To the far right Teal meets with steel in the form of a shimmering piece featuring scintillating metallic lengths of fabric. Large open-weave crochet-style detail encircle the neckline, flowing through to the sleeves and form a well-bodied volume. The subtle contrast of weave through to straight shafts of silk adds a touch of excitement to the look and what at first appears to be conventional and formal, if not harking back to something more ancient, is in fact also a very contemporary expression.             


Golden tones again appear in a bold dress that features a bodice of intricate metallic crochet to create a wide-frame weave running across the surface of the garment. The sleek sleeveless shape sits against the figure running down to a full length skirt fringed in a dipped hemline. The surface of the skirt is almost splashed in military-esque patterning with cascades and brushstroke shapes reaching out across the fabric. Ruched tightly at the waist, the pleats splay through the lengths of the fabric coloured more darkly close to a Silver-Gold. It’s a slightly abstract touch on a classic look. Next to the right the liquid ripple of Chocolate runs through a dress that hits the bohemian notes of the 1970s whilst also channelling the chic of the Garbo and Dietrich era of the Silver Screen and Mesdames Gres and Voinnet perhaps. It’s a look that will attract attention in front of the cameras or at private events. 

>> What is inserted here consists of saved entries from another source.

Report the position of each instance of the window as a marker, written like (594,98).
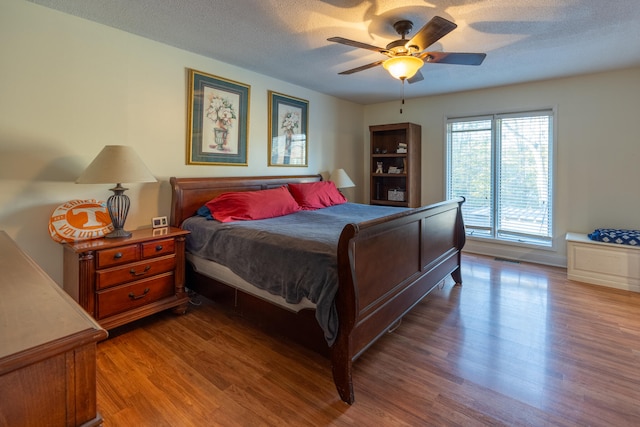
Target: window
(502,165)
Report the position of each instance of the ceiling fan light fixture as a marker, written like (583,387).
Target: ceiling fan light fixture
(403,67)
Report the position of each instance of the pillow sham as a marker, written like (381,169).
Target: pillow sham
(250,205)
(316,195)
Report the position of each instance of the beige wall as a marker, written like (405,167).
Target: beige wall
(70,86)
(598,147)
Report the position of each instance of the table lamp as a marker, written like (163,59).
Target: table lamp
(116,163)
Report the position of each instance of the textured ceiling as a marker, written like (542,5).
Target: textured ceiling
(525,40)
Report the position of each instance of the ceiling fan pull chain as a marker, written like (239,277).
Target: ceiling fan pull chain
(402,96)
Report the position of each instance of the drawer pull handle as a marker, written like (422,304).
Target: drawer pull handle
(134,273)
(134,297)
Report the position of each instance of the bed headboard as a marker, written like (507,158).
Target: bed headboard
(189,194)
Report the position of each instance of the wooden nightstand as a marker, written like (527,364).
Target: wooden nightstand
(124,279)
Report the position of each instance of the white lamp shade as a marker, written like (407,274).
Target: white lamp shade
(341,179)
(116,164)
(403,67)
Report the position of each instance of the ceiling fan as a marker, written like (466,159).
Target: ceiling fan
(406,57)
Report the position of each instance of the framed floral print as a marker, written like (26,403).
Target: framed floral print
(288,130)
(218,120)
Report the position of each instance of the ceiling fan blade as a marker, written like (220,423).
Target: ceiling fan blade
(417,77)
(433,31)
(353,43)
(362,67)
(454,58)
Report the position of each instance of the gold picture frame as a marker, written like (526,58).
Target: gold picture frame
(288,130)
(218,120)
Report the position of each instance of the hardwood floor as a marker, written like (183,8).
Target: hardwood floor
(516,345)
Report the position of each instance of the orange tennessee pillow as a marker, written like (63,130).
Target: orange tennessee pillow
(316,195)
(248,205)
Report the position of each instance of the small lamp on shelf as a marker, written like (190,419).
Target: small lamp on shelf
(341,179)
(116,163)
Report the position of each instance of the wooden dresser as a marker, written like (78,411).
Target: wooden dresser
(124,279)
(47,348)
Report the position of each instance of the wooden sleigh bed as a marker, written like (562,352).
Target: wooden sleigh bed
(385,267)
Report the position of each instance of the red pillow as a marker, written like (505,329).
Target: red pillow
(316,195)
(247,205)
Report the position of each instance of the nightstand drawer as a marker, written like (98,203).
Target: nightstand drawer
(116,256)
(123,298)
(136,271)
(157,248)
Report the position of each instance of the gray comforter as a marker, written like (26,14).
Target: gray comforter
(293,256)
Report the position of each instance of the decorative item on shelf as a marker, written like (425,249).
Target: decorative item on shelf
(116,163)
(396,195)
(218,120)
(78,220)
(341,179)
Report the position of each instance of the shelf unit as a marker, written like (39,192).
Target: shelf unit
(395,189)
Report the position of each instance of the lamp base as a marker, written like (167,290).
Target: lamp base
(118,207)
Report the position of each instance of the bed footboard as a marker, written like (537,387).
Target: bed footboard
(386,267)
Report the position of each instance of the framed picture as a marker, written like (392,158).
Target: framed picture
(218,120)
(288,130)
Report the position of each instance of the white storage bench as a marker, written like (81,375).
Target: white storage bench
(606,264)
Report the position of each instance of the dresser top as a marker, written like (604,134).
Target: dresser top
(35,313)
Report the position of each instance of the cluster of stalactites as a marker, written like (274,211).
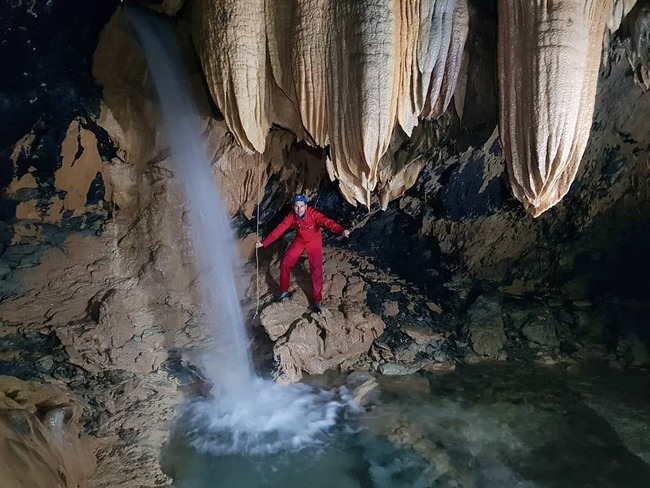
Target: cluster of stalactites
(549,53)
(343,73)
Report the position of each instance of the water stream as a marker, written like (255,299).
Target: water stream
(489,426)
(485,426)
(247,414)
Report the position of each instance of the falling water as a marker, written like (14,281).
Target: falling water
(248,415)
(215,254)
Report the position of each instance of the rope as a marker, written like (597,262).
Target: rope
(257,234)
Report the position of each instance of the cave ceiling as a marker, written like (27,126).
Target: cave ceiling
(353,75)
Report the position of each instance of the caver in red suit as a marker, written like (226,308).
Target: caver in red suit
(307,223)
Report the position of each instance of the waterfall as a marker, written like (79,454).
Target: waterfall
(215,254)
(249,415)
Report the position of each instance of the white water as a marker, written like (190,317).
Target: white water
(215,254)
(248,415)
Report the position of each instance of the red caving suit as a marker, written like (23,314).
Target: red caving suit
(308,237)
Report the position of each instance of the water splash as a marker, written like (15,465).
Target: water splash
(215,253)
(266,419)
(249,415)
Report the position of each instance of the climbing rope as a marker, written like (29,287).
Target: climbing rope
(257,234)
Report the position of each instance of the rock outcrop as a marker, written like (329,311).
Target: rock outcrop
(39,437)
(316,342)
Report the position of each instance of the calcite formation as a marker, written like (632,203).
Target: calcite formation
(340,73)
(548,58)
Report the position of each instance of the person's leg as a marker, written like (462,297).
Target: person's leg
(315,256)
(289,260)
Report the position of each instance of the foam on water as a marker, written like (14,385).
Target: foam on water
(250,415)
(266,418)
(214,250)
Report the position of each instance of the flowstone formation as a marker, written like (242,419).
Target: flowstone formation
(359,77)
(350,75)
(549,54)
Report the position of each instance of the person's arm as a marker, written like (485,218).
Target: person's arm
(278,231)
(329,224)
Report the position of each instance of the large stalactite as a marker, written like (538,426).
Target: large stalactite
(549,52)
(343,73)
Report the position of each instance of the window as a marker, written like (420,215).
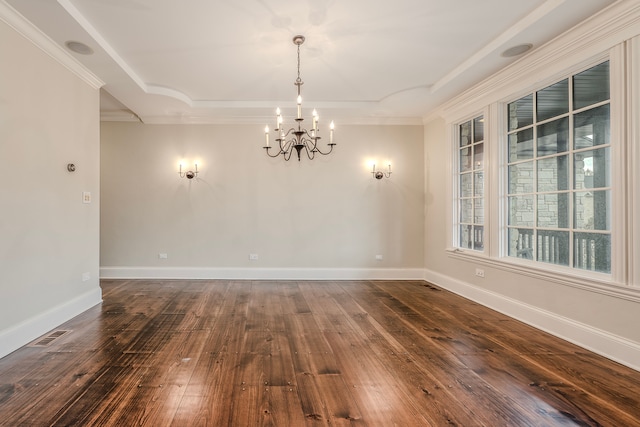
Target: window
(471,184)
(558,173)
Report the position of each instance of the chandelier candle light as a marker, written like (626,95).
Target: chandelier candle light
(300,138)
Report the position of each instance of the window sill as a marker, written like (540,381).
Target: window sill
(594,282)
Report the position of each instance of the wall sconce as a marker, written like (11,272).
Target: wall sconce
(190,174)
(380,174)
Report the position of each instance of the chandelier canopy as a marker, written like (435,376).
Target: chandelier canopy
(297,137)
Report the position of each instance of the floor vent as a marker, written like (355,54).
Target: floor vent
(48,339)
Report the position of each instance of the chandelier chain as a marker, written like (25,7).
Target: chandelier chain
(299,81)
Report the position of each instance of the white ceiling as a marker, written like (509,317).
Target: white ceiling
(233,61)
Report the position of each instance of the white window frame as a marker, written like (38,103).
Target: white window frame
(455,242)
(615,142)
(623,279)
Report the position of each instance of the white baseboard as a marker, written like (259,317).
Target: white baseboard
(262,273)
(613,347)
(23,333)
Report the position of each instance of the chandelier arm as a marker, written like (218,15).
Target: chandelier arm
(313,141)
(272,155)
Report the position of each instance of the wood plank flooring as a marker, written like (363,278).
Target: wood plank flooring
(307,353)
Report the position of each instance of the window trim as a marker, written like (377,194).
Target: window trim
(618,282)
(455,182)
(570,191)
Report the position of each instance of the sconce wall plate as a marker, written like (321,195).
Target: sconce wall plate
(380,174)
(190,174)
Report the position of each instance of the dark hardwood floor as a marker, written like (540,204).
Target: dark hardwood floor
(296,353)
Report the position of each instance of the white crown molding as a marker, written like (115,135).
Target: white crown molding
(261,273)
(588,40)
(23,333)
(30,32)
(611,346)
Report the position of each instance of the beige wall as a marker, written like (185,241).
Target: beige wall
(49,238)
(328,213)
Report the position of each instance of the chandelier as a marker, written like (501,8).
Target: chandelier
(297,137)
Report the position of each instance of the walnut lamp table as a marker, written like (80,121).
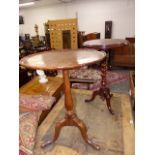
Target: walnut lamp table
(60,60)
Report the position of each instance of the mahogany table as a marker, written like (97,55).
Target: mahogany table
(105,45)
(65,61)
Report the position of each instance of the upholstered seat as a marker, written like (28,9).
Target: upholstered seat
(30,110)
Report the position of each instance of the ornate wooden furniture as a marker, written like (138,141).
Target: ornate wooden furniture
(53,87)
(63,33)
(125,55)
(106,45)
(70,59)
(82,37)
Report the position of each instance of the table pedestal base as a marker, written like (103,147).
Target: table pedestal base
(104,93)
(71,120)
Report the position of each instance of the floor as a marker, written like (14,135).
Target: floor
(119,137)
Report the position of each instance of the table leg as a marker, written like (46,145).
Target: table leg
(104,91)
(70,118)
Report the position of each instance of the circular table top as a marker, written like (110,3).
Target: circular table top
(105,43)
(67,59)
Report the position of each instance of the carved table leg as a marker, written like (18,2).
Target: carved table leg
(104,91)
(70,119)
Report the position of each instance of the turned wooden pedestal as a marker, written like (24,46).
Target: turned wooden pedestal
(65,61)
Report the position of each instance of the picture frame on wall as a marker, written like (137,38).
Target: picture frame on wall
(21,20)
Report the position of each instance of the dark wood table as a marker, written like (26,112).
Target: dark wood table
(106,45)
(65,61)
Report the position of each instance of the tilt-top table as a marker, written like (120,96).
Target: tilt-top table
(106,45)
(60,60)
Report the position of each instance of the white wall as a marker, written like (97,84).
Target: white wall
(91,16)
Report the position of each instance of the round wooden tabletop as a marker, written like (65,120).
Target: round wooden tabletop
(105,43)
(67,59)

A dress composed of White tulle in another expression of the elongated ballerina style muses on the thoughts of inspiration around fashion design by writing words across the bodice of the garment through to the hips. The waist tied in a simple chord adds to the sense of profound simplicity in the garment and the sheer semi-skirt, whilst daring, is a statement also of purity and simplicity. To the right as a very alternative option to traditional bridal Haute Couture, a winged cape composed of tiers of ruched Black satin silk is a dramatic finale to the collection. It reminds me of a character from Swan Lake who scares little children when the production returns each winter for the Christmas and New Year season. As he is not a nice character, I shall not add his name here. In such strange times, a collection that provokes thought as well as some nostalgia is very welcome. There are new things to be discovered as well as looks that Grazia Chiuri has used to channel Dior over the past several decades. With many clients and journalists attuned to more pressing concerns at home amongst family and friends and around the world at large, it’s a bit of fashion ‘comfort food’ to take us through the Autumn-Winter season.